As identity theft continues to grow nationally, the University of Iowa has taken several steps to reduce the possibility of tax fraud. In 2015, the UI was notified that about 450 people—current and former employees, as well as some family members—were the target of state and federal tax fraud. UI Police and UI Information Security & Policy Office staff, as well as faculty experts in data analytics, searched for any exposure to university information but were not able to find a direct link to these tax fraud incidents.

“The events of last year re-emphasized our need to continue to raise awareness of IT security to help faculty, staff, and students protect sensitive information,” says Steve Fleagle, associate vice president and chief information officer.

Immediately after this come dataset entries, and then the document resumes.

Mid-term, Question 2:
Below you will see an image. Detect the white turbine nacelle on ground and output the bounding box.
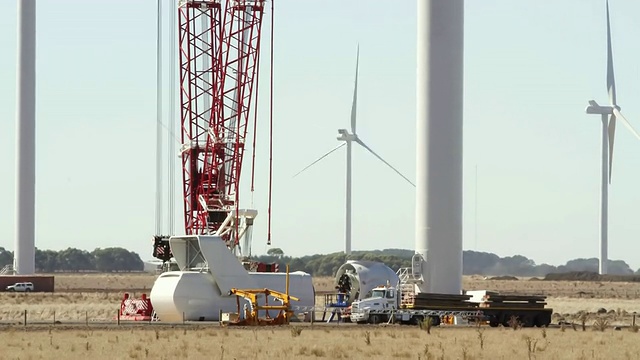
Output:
[293,46,415,255]
[585,0,640,274]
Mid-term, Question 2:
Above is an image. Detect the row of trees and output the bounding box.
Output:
[256,248,640,276]
[0,247,144,273]
[0,247,640,276]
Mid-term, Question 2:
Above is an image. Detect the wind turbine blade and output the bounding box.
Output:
[293,142,347,177]
[607,0,617,106]
[351,44,360,134]
[613,108,640,140]
[356,139,416,187]
[608,114,616,184]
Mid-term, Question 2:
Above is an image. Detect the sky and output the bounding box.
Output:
[0,0,640,269]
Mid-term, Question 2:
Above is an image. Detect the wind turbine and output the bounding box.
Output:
[586,0,640,274]
[293,45,415,255]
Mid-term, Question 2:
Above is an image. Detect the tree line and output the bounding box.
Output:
[0,247,640,277]
[0,247,144,273]
[255,248,640,277]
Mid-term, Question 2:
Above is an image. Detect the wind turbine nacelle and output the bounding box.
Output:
[334,260,398,304]
[336,129,349,141]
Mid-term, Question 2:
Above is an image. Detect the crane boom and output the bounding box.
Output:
[154,0,265,261]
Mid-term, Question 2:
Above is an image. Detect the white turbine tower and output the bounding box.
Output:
[294,46,415,255]
[586,0,640,274]
[14,0,36,275]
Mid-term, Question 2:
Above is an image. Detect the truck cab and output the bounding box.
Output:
[5,282,33,292]
[351,286,398,324]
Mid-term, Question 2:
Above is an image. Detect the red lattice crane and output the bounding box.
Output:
[153,0,273,261]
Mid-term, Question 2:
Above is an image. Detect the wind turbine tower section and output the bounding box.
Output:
[415,0,464,294]
[14,0,36,275]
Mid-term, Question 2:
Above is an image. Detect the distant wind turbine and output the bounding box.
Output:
[586,0,640,274]
[294,45,415,255]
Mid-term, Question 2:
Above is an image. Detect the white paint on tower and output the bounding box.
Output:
[14,0,36,275]
[415,0,464,294]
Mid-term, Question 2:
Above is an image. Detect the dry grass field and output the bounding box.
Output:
[0,274,640,324]
[0,325,640,360]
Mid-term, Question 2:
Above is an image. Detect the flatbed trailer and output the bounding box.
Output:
[350,286,553,327]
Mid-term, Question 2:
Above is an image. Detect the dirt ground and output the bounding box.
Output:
[0,325,640,360]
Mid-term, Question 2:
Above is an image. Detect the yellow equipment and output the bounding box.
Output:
[229,265,299,326]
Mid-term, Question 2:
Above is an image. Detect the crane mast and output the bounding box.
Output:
[154,0,265,261]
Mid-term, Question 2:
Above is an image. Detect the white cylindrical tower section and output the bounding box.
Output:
[416,0,464,294]
[14,0,36,275]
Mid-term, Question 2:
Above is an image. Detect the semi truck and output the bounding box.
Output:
[349,270,553,327]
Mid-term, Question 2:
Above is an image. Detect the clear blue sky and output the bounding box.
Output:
[0,0,640,268]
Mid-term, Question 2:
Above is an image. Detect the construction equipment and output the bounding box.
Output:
[350,268,553,327]
[153,0,273,261]
[118,293,153,321]
[228,265,300,326]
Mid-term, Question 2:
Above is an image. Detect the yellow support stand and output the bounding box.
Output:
[229,264,300,326]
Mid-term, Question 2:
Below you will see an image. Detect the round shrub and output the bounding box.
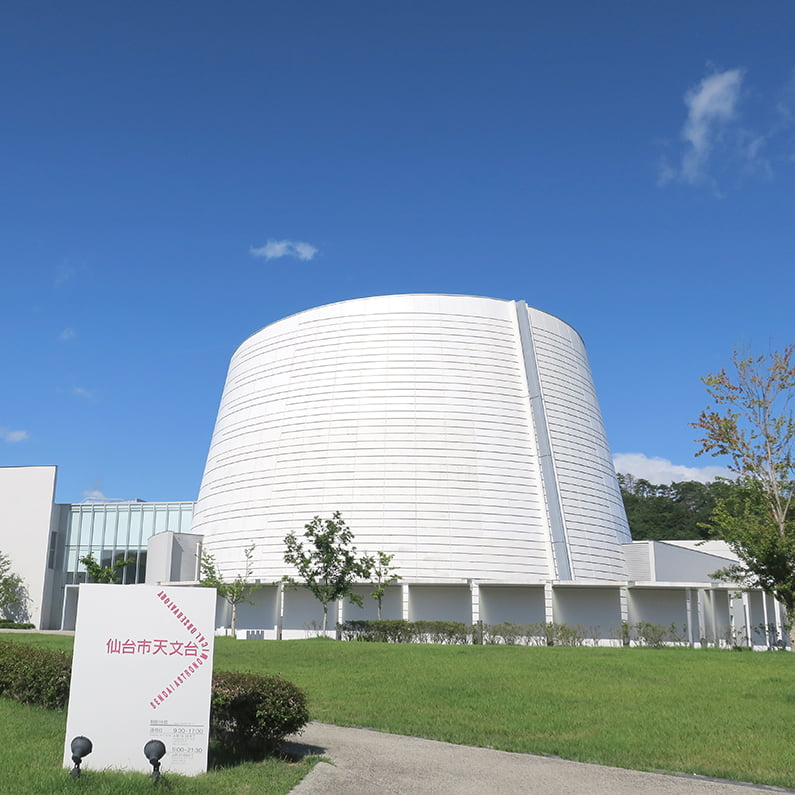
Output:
[0,641,72,709]
[210,671,309,757]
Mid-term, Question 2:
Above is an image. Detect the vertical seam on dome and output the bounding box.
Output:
[514,301,572,580]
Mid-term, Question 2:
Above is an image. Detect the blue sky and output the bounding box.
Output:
[0,0,795,502]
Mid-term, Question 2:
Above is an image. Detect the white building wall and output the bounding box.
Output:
[0,466,58,627]
[192,295,627,582]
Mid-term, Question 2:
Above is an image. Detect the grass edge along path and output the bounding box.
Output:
[1,635,795,788]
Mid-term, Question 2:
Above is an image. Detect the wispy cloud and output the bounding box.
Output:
[69,386,94,400]
[613,453,732,485]
[658,69,745,185]
[657,67,795,190]
[0,428,29,444]
[55,386,96,400]
[52,262,77,287]
[249,240,318,261]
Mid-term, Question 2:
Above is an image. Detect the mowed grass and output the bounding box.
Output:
[0,635,795,792]
[0,633,316,795]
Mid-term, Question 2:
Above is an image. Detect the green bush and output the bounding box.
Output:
[210,671,309,758]
[0,641,72,709]
[339,619,472,645]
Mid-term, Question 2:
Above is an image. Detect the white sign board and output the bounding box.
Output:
[64,584,216,776]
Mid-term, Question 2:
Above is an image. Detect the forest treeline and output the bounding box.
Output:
[618,474,733,541]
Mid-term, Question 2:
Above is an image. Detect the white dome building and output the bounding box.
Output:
[193,295,630,592]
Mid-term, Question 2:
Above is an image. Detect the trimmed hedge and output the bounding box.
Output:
[0,641,72,709]
[210,671,309,758]
[340,619,472,645]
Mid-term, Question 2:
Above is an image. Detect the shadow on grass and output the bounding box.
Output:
[207,741,326,770]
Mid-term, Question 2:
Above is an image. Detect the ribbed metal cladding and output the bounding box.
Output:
[193,295,629,582]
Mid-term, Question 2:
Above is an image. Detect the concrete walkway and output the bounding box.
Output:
[289,722,795,795]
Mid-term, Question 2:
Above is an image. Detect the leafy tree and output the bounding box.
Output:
[618,474,733,541]
[283,511,371,633]
[199,544,256,637]
[693,345,795,625]
[0,552,28,620]
[80,555,135,583]
[365,551,402,621]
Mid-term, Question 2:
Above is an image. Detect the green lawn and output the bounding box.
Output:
[1,635,795,792]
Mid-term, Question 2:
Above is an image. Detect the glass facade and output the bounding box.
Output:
[64,502,195,585]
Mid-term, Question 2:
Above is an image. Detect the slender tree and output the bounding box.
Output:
[367,550,402,621]
[283,511,371,634]
[80,555,135,583]
[199,544,256,638]
[693,345,795,626]
[0,552,27,618]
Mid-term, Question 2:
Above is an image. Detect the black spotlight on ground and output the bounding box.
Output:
[70,734,94,778]
[144,740,166,783]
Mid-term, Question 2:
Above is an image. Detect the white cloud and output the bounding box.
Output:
[249,240,318,261]
[680,69,744,185]
[56,386,95,400]
[657,67,795,189]
[613,453,733,485]
[0,428,29,444]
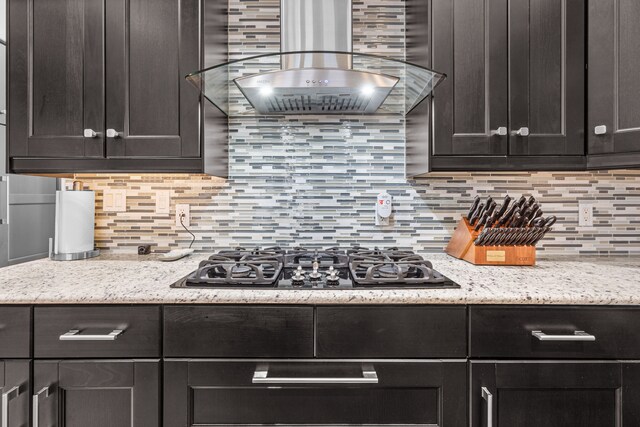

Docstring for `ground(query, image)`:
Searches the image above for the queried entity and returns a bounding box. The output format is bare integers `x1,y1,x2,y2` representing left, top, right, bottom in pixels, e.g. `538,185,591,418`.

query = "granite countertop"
0,254,640,305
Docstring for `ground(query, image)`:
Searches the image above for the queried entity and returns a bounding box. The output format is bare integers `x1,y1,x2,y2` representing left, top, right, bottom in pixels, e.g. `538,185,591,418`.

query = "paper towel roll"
54,191,95,254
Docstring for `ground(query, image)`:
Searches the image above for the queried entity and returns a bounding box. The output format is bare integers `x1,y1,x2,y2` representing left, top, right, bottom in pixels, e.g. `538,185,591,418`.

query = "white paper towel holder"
49,181,100,261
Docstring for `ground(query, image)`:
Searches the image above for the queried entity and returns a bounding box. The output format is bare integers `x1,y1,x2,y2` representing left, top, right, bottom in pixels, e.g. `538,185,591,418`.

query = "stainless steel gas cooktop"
171,246,460,289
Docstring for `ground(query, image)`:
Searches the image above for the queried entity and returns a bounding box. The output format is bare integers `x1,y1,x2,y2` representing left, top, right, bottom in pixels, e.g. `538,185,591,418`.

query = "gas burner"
349,260,447,286
186,255,282,286
284,250,349,268
218,246,286,261
326,267,340,286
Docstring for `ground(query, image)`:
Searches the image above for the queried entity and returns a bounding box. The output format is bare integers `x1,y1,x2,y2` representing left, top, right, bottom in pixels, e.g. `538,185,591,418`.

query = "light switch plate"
176,204,191,227
156,190,171,215
102,190,127,212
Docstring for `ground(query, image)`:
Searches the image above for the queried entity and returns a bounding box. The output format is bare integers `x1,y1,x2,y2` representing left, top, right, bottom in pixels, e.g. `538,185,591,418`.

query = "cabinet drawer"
33,306,161,358
0,307,31,359
470,306,640,359
164,360,467,427
164,306,313,357
317,306,467,358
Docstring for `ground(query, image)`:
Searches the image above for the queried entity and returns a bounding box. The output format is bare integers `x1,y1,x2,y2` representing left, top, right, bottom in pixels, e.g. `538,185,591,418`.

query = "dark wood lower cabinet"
32,360,161,427
0,360,31,427
164,360,467,427
470,361,640,427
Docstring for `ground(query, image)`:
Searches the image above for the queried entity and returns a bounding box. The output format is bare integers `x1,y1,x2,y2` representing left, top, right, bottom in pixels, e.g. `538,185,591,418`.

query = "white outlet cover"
156,190,171,215
102,190,127,212
176,203,191,228
578,203,593,227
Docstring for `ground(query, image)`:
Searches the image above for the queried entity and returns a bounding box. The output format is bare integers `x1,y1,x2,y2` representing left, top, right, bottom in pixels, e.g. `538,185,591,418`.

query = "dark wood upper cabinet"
7,0,104,157
587,0,640,168
105,0,200,157
508,0,585,156
8,0,208,173
432,0,509,156
420,0,586,172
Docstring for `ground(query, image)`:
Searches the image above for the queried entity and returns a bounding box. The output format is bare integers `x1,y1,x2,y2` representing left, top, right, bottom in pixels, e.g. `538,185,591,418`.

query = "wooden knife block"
445,218,536,265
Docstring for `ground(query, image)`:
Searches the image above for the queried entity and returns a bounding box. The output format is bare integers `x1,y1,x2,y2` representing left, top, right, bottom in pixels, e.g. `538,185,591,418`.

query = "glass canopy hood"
186,50,446,117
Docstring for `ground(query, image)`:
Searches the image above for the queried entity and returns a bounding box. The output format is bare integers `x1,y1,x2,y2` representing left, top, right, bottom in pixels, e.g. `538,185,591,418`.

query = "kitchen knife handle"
481,387,493,427
531,331,596,341
31,387,49,427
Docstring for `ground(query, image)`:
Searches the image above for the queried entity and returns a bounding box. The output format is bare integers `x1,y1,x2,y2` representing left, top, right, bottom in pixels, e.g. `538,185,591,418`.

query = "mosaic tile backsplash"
78,0,640,255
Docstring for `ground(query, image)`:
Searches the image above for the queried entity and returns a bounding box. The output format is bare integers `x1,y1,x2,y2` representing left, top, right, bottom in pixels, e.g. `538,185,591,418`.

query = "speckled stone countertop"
0,254,640,305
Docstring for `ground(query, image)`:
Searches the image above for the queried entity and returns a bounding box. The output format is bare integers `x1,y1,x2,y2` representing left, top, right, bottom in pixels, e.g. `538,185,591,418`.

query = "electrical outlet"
176,204,191,227
102,190,127,212
578,203,593,227
156,190,171,215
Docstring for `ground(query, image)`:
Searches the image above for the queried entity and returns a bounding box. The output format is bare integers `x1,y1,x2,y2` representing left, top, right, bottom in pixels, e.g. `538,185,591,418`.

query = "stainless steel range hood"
187,0,444,116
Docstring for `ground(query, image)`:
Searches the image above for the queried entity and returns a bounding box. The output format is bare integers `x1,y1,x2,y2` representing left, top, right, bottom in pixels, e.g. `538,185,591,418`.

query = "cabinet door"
587,0,640,167
432,0,509,155
471,362,640,427
8,0,104,157
106,0,200,157
163,360,467,427
33,360,160,427
509,0,585,156
0,360,31,427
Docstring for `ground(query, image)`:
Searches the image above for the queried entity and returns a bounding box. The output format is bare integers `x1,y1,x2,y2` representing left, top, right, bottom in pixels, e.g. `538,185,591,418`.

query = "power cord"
180,214,196,249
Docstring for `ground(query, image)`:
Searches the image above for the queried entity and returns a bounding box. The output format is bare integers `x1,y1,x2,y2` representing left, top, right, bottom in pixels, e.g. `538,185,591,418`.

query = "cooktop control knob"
327,266,340,286
309,259,322,280
291,266,304,286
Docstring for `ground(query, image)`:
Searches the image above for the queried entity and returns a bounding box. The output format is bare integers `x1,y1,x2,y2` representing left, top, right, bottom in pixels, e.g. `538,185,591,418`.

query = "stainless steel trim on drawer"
531,331,596,341
60,329,124,341
2,386,20,427
481,387,493,427
251,363,378,384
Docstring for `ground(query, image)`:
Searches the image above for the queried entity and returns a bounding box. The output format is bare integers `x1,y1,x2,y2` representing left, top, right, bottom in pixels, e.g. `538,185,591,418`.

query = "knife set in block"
445,196,556,265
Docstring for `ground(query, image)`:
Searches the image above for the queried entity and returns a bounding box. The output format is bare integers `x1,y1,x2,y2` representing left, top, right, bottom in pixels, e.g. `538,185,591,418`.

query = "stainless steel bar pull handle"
2,386,20,427
480,387,493,427
531,331,596,341
84,129,98,138
31,387,49,427
107,129,120,138
593,125,607,135
251,363,378,384
60,329,124,341
491,126,507,136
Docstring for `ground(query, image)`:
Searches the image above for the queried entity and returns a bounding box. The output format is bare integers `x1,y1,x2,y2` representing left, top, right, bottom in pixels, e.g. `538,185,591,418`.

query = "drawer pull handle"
60,329,124,341
2,386,20,427
31,387,49,427
531,331,596,341
251,363,378,384
482,387,493,427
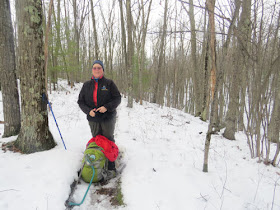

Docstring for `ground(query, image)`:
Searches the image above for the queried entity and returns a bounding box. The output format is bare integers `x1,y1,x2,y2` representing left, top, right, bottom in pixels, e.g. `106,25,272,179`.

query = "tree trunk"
152,0,168,104
15,0,55,153
90,0,99,60
223,0,251,140
126,0,134,108
0,0,20,137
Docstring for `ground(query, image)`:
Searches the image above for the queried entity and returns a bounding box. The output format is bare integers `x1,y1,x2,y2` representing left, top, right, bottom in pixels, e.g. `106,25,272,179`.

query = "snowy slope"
0,81,280,210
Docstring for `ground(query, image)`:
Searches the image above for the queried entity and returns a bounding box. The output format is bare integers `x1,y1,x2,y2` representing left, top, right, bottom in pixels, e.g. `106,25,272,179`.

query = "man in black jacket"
78,60,121,174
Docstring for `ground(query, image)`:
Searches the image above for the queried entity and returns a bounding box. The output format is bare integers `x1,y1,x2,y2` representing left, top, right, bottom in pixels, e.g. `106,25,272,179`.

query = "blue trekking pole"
43,93,67,150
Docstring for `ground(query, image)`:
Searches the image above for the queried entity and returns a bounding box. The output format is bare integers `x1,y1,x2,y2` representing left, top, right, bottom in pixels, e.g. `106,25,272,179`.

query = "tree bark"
152,0,168,104
14,0,55,153
90,0,99,60
126,0,134,108
223,0,251,140
0,0,20,137
203,0,218,172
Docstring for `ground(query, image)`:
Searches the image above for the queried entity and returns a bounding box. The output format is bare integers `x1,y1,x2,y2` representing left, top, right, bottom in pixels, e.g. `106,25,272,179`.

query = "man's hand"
89,109,96,117
96,106,107,113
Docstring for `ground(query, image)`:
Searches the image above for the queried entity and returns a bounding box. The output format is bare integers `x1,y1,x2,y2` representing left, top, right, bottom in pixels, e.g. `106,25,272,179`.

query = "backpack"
81,142,107,182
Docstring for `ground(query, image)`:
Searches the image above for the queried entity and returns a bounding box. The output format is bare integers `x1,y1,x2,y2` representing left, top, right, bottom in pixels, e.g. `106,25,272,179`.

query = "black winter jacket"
78,77,121,122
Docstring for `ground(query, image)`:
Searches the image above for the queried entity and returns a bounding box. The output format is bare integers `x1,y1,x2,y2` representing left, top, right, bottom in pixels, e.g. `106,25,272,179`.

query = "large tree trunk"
152,0,168,104
0,0,20,137
90,0,99,60
126,0,134,108
139,0,153,105
15,0,55,153
223,0,251,140
203,0,218,172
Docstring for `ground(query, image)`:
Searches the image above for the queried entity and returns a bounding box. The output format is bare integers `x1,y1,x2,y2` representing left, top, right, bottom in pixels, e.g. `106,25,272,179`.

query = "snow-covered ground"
0,81,280,210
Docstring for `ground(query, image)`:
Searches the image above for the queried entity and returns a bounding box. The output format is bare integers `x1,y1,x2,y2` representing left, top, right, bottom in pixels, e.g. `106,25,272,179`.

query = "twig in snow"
197,193,208,202
271,177,280,210
254,167,264,201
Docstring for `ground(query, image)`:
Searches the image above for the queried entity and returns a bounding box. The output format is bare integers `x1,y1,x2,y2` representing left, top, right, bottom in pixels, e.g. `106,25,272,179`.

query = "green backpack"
82,142,107,182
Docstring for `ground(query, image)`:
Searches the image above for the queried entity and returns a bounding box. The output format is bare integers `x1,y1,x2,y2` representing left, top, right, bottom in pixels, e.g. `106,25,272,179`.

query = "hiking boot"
106,170,117,180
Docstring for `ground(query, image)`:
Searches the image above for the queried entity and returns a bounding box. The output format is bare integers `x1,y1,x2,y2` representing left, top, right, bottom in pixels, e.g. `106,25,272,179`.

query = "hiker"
78,60,121,174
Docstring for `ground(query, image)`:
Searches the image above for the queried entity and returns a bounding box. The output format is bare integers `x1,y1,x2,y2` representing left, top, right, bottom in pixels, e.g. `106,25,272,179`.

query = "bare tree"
0,0,20,137
203,0,218,172
126,0,134,108
152,0,168,104
14,0,55,153
90,0,99,59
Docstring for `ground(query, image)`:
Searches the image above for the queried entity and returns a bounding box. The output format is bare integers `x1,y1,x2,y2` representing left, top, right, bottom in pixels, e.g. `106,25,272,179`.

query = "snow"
0,81,280,210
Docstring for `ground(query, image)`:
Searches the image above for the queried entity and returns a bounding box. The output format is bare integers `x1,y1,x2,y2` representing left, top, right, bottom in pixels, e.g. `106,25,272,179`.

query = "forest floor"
0,81,280,210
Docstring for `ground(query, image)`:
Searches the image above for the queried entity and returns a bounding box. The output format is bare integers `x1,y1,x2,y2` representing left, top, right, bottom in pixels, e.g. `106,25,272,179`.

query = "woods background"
1,0,280,165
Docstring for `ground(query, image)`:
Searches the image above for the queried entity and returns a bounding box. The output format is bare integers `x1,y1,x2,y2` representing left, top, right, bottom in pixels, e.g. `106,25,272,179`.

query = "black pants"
89,117,116,170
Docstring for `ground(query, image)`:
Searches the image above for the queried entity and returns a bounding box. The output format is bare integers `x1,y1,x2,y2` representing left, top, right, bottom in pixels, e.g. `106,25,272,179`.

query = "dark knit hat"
92,60,104,71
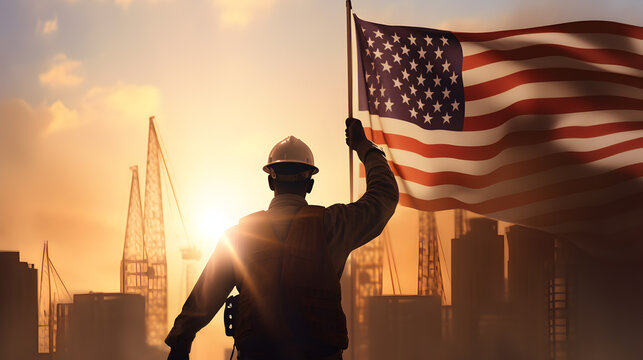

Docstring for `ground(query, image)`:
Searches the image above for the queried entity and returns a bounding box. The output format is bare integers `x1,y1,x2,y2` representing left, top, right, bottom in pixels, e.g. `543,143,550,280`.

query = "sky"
0,0,643,360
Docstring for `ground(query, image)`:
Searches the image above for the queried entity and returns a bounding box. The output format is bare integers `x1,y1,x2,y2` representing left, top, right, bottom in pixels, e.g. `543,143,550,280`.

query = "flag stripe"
462,44,643,71
358,20,643,242
460,33,643,56
463,56,643,87
368,138,643,189
468,81,643,118
364,121,643,160
364,110,642,149
464,96,643,131
464,68,643,101
388,149,643,205
454,21,643,42
400,163,643,214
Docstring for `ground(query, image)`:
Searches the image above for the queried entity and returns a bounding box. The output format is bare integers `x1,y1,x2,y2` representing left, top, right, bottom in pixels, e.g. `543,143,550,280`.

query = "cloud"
83,83,161,119
39,54,84,88
0,83,161,291
114,0,132,10
42,16,58,34
45,100,80,135
214,0,277,27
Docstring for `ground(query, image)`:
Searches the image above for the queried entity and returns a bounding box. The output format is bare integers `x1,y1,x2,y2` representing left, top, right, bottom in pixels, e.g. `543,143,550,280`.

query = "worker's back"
232,205,348,359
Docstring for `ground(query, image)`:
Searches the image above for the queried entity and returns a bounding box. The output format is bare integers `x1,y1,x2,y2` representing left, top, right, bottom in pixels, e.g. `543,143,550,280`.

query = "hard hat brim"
263,160,319,175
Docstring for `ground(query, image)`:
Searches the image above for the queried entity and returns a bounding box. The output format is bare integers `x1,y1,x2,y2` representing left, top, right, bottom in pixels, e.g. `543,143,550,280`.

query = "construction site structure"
38,242,72,354
121,166,148,297
143,116,167,345
548,240,570,360
181,244,203,298
351,231,385,360
121,116,201,345
453,209,469,239
418,211,445,303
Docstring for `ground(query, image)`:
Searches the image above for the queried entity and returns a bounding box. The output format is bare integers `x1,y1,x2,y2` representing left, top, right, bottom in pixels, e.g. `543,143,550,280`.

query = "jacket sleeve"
165,230,235,352
324,140,399,268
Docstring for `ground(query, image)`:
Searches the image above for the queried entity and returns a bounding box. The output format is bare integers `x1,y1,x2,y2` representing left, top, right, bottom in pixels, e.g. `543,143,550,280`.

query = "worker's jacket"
231,205,348,359
165,141,399,358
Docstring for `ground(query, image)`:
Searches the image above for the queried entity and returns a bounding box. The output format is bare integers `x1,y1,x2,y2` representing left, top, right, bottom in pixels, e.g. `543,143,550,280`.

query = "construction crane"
121,116,201,345
38,241,72,355
418,211,445,303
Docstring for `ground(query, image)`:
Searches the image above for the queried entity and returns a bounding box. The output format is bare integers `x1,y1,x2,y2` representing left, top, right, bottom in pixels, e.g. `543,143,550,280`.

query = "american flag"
355,16,643,243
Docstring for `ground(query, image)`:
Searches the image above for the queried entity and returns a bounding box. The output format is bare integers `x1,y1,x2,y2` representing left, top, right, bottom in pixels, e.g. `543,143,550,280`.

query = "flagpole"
346,0,353,202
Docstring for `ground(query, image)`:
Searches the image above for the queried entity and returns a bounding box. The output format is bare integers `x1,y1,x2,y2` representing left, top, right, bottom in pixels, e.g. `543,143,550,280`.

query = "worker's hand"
346,118,366,150
167,348,190,360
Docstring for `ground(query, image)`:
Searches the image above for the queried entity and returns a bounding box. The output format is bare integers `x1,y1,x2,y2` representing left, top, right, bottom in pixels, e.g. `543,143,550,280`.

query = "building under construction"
120,117,201,345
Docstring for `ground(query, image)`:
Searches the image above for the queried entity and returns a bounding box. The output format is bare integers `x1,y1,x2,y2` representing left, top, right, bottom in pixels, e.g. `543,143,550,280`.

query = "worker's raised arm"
324,118,399,263
165,231,234,360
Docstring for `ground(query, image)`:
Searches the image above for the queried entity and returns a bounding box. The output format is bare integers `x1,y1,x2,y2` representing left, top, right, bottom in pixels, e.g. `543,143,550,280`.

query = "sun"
194,209,236,246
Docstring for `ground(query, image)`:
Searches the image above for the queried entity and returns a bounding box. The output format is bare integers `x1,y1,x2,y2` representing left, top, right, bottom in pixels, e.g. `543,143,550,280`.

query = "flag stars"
402,69,411,81
384,98,395,111
418,74,426,85
382,60,391,74
433,75,442,87
442,60,451,72
409,59,418,71
393,78,402,90
449,71,458,84
435,47,444,59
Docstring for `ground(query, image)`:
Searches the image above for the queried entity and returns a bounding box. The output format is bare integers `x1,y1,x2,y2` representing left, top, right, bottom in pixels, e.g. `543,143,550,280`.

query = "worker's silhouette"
165,118,398,360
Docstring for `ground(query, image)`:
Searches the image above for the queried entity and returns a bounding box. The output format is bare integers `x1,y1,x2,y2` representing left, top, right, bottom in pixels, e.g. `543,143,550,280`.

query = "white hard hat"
263,136,319,175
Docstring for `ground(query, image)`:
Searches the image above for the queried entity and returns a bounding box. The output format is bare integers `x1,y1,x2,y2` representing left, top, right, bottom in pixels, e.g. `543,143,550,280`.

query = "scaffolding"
351,236,385,360
121,166,148,298
548,241,569,360
143,116,167,345
418,211,445,303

UI Information Technology is helping help reduce the possibility of information exposures, fraud, and theft by:

• Launching a new and improved Security Awareness Training program to promote a more "security aware" workforce
• Actively migrating campus data and application servers into the Enterprise Data Centers to provide the enhanced security monitoring and protections that are available there.
• Expanding the use of multi-factor authentication (using Duo Security) for additional identity verification when accessing applications and services that handle sensitive information
• Implementing a system to automate the collection of activity information from network and security devices, as well as applications and systems, providing the ability to correlate events between systems, and to detect, analyze, and respond to issues more quickly
• Starting a comprehensive review of the university data network to identify opportunities to isolate different uses of the network so that additional security protections can be implemented where they’re needed, e.g., in facilities/utility functions, research computing, administrative systems, and clients/desktops.

The UI is also collaborating with the Internal Revenue Service and the Iowa Department of Revenue on fraud-prevention strategies.

Employees can help protect themselves

Teams in University Human Resources and UI Information Technology were able to identify some shared characteristics of those targeted last year. Victims tended to be older, longtime UI employees, and higher earners—though Fleagle notes the characteristics may be a coincidence given the potential for multiple perpetrators and victim populations.

The IRS provides the following tips to help protect yourself:

• Keep your card and any other document that shows your Social Security number in a safe place; DO NOT routinely carry your card or other documents that display your SSN.
• Be careful about sharing your SSN, even when you are asked for it; ONLY share your SSN when absolutely necessary.
• Protect your personal financial information at home and on your computer.
• Check your credit report annually.
• Check your Social Security Administration earnings statement annually.
• Protect your personal computers by using firewalls, anti-spam/virus software, and updating your security patches, and change passwords for important Internet accounts frequently.
• Protect your personally identifiable information; keep it private. Only provide your SSN when YOU initiate the contact or when you are certain who is asking. Don’t give personal information over the phone, through email, or on the Internet, unless you have initiated the contact or you are absolutely sure you know with whom you are communicating.

Those who believe they may be the target of tax fraud should immediately file a report with local police and follow the Federal Trade Commission's recommended steps.